The Conservative Party’s immigration critic said Wednesday that she drew attention to some of the views of a far-right activist who used intolerant language — without hearing what the woman had actually shouted during a testy exchange last week with Prime Minister Justin Trudeau.
Michelle Rempel made the comments during a news conference in Ottawa after reporters asked her to explain why she had used the woman's questions as part of her party's political criticism of Trudeau.
Rempel, who represents a Calgary riding in Parliament, said she had only seen a 1:46-long clip on CTV News, where the woman shouts in French at Trudeau at an event southeast of Montreal, about repaying Quebec for the costs of "illegal immigrants.”
Rempel tweeted that clip on Sunday, and added that the woman’s questions “are the exact questions we have been asking him.” The next day, Conservative Party leader Andrew Scheer tweeted that such questions were “legitimate.”
Federal Liberals say that the Conservatives are promoting intolerance by amplifying far-right views.
The full exchange, which lasted over six minutes, shows the woman — identified by La Presse Canadienne as Diane Blain, a member of an anti-immigrant, nationalist group — repeatedly ask a second question: “are you tolerant of Québécois de souche?”
“Québécois de souche” is a term used to describe “old-stock” Quebecers that is considered to be intolerant since it excludes visible minorities. Trudeau responded to the activist's use of the term by saying, “madam, your racism has no place here.”
Rempel on heckler: 'I don't know this woman'
On Wednesday, Rempel said she hadn’t seen that part of the exchange.
“I don't know this woman,” said Rempel to reporters in Ottawa. “The clip that I saw...showed this woman asking a question that the premier of Quebec himself has asked,” she said, referring to repaying Quebec for irregular border-crossers.

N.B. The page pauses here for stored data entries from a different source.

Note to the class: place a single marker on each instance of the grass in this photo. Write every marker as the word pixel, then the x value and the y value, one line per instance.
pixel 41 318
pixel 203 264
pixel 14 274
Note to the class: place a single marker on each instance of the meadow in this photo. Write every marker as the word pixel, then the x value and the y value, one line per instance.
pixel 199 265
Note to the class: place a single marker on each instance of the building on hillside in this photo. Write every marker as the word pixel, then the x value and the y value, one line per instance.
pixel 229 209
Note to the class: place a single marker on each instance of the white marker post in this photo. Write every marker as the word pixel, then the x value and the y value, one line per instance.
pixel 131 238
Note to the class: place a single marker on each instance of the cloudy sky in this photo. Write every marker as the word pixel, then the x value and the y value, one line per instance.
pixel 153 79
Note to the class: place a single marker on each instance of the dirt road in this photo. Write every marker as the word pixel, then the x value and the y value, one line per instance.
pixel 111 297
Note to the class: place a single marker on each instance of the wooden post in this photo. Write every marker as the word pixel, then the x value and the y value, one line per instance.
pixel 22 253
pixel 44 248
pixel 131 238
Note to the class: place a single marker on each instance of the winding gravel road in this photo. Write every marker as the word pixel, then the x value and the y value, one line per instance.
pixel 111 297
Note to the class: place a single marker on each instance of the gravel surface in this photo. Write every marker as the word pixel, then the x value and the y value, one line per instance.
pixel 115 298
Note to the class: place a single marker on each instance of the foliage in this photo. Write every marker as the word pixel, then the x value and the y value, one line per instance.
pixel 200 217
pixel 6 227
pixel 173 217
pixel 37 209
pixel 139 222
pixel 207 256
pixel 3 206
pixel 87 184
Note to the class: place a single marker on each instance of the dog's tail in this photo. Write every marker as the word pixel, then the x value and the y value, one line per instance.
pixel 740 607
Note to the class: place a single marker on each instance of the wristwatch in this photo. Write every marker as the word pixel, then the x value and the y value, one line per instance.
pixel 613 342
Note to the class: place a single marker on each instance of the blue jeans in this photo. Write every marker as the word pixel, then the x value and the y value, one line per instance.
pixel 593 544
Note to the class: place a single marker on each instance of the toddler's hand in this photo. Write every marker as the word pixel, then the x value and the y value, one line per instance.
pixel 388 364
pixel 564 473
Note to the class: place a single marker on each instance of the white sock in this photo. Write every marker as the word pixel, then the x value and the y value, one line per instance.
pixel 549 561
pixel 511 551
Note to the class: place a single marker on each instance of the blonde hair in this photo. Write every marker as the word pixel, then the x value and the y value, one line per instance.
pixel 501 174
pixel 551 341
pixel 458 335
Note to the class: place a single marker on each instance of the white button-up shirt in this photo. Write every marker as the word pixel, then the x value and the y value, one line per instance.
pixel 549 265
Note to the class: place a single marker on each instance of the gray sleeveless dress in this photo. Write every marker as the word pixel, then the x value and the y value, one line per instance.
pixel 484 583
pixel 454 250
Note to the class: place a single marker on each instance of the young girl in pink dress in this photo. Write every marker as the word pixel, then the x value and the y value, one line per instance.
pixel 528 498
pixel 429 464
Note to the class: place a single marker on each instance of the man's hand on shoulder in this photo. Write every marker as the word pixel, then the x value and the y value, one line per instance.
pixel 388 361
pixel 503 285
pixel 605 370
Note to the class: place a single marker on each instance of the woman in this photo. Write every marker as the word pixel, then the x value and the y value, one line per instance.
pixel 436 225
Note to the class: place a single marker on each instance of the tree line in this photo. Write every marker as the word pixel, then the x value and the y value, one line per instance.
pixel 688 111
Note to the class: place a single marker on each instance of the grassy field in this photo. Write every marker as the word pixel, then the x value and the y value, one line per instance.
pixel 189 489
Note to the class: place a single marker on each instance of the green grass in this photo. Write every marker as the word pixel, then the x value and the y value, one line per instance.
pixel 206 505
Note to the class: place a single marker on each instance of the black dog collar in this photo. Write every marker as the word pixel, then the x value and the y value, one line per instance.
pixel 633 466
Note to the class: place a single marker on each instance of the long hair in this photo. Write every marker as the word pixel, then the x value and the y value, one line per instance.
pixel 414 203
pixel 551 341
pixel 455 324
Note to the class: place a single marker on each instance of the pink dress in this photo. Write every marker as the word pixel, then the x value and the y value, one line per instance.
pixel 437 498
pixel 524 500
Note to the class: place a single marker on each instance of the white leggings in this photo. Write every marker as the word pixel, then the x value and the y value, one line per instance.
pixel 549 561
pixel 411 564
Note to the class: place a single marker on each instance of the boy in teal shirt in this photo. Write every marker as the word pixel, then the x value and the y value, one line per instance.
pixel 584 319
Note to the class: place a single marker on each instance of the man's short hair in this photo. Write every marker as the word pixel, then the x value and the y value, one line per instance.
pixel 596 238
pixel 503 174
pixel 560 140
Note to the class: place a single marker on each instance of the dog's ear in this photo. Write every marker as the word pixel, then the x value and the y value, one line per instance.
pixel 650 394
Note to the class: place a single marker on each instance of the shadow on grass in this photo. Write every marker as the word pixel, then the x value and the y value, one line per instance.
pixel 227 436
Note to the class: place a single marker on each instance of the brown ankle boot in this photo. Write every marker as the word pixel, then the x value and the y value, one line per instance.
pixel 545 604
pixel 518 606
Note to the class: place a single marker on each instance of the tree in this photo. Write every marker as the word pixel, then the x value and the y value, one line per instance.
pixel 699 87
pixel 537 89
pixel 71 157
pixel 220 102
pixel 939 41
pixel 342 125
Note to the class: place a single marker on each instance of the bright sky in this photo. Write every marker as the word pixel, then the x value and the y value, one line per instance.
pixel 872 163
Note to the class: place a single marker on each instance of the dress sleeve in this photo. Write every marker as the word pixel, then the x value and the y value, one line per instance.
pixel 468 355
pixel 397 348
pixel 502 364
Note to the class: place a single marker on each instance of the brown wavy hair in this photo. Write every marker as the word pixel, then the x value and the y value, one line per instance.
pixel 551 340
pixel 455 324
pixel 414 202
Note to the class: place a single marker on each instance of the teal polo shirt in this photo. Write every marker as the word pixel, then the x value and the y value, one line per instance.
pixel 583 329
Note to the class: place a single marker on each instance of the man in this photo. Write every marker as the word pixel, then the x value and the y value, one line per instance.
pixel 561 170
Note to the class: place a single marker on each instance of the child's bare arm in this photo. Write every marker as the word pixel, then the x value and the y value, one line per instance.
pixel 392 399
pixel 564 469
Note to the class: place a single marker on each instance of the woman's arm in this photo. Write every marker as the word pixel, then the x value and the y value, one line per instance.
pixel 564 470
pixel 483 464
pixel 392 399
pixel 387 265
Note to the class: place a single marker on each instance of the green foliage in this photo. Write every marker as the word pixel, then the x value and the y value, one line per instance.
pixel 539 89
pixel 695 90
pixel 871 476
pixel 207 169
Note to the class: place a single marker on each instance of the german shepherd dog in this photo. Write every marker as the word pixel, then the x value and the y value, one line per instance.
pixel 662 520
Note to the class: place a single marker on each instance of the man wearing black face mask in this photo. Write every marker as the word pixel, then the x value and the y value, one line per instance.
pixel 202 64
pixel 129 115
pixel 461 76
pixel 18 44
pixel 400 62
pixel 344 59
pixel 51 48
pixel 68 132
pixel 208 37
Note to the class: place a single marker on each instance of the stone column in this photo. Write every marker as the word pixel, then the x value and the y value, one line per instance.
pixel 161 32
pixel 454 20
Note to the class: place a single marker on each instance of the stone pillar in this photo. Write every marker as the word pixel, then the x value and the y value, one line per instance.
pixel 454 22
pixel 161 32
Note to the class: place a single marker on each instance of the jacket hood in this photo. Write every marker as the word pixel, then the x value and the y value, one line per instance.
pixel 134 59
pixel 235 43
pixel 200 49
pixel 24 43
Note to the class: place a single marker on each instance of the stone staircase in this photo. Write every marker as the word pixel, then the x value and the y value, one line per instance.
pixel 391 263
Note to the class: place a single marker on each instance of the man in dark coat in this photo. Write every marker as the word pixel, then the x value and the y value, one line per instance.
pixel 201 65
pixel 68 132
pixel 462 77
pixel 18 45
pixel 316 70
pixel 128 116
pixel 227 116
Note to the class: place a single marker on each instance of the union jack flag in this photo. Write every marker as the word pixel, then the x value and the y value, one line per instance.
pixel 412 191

Asked whether she thought Blain was racist, Rempel referred back to the question about funding for Quebec, noting “people don’t like to have their concerns dismissed." She added questions around budgeting are “reasonable.”
But she quickly rejected the notion that the Conservatives had sided with the woman. "I was commenting on a video that (CTV News) posted."
In response to another followup question, Rempel again said she hadn't seen the full exchange.
"I haven't spent the last three days looking at what this woman said. This is the first time, to be honest with you, you're telling me this here," she said.
"I'm not Québécois so I don't understand the term writ large. But if it holds offence to people...of course I don’t support that.”
Rempel and the Conservatives’ Treasury Board critic Gérard Deltell were in town to announce a new suite of immigration policies that Rempel said the party would like to “explore” ahead of their policy convention this weekend in Halifax.
The policy list included closing what the Conservatives call a “loophole” in the Safe Third Country Agreement with the United States, to better supporting immigration uptake and retention in rural areas, reforming refugee resettlement programs and encouraging greater use of privately-sponsored refugees, among other issues.
The two critics also announced the party would be going on a listening tour this fall, called the Pathway to Canada tour, to hear people’s suggestions about immigration policy.
Hussen 'proud' to see Trudeau condemn 'neo-nazi'
In a speech Tuesday in Surrey, B.C., Immigration Minister Ahmed Hussen said he was "starting to feel that a portion of the Conservatives is about fear-mongering, pitting Canadians against newcomers, dividing communities and questioning the value of diversity."
On Wednesday, the minister reacted to the Conservatives' Pathway to Canada announcement by suggesting the party was playing catch-up.
"They finally figured out that in order to reach a good immigration policy, they're going to need to talk to Canadians," he told reporters.
"It's really sad to see that here, we had a chance to see the Official Opposition put together a real plan on immigration to address labour market challenges, skills shortages, demographic challenges, we haven't seen that this morning," added Hussen.
He also said he was "very proud" that Trudeau "called out racism when it reared its ugly head," referring to the incident with Blain, who he described indirectly as "a known member of a neo-nazi group."
"As someone who has experienced racism in Canada — although this has been the most generous country to me, this is my home, and this is the country I feel so much being able to belong to, and welcomed...I have experienced racist incidents, and when that happened, I wish there (had been) someone like the prime minister who stood up and called it out."
Editor's note: This story was updated at 1:50 p.m. ET on Aug. 22, 2018 to include additional quotes from Rempel and Hussen.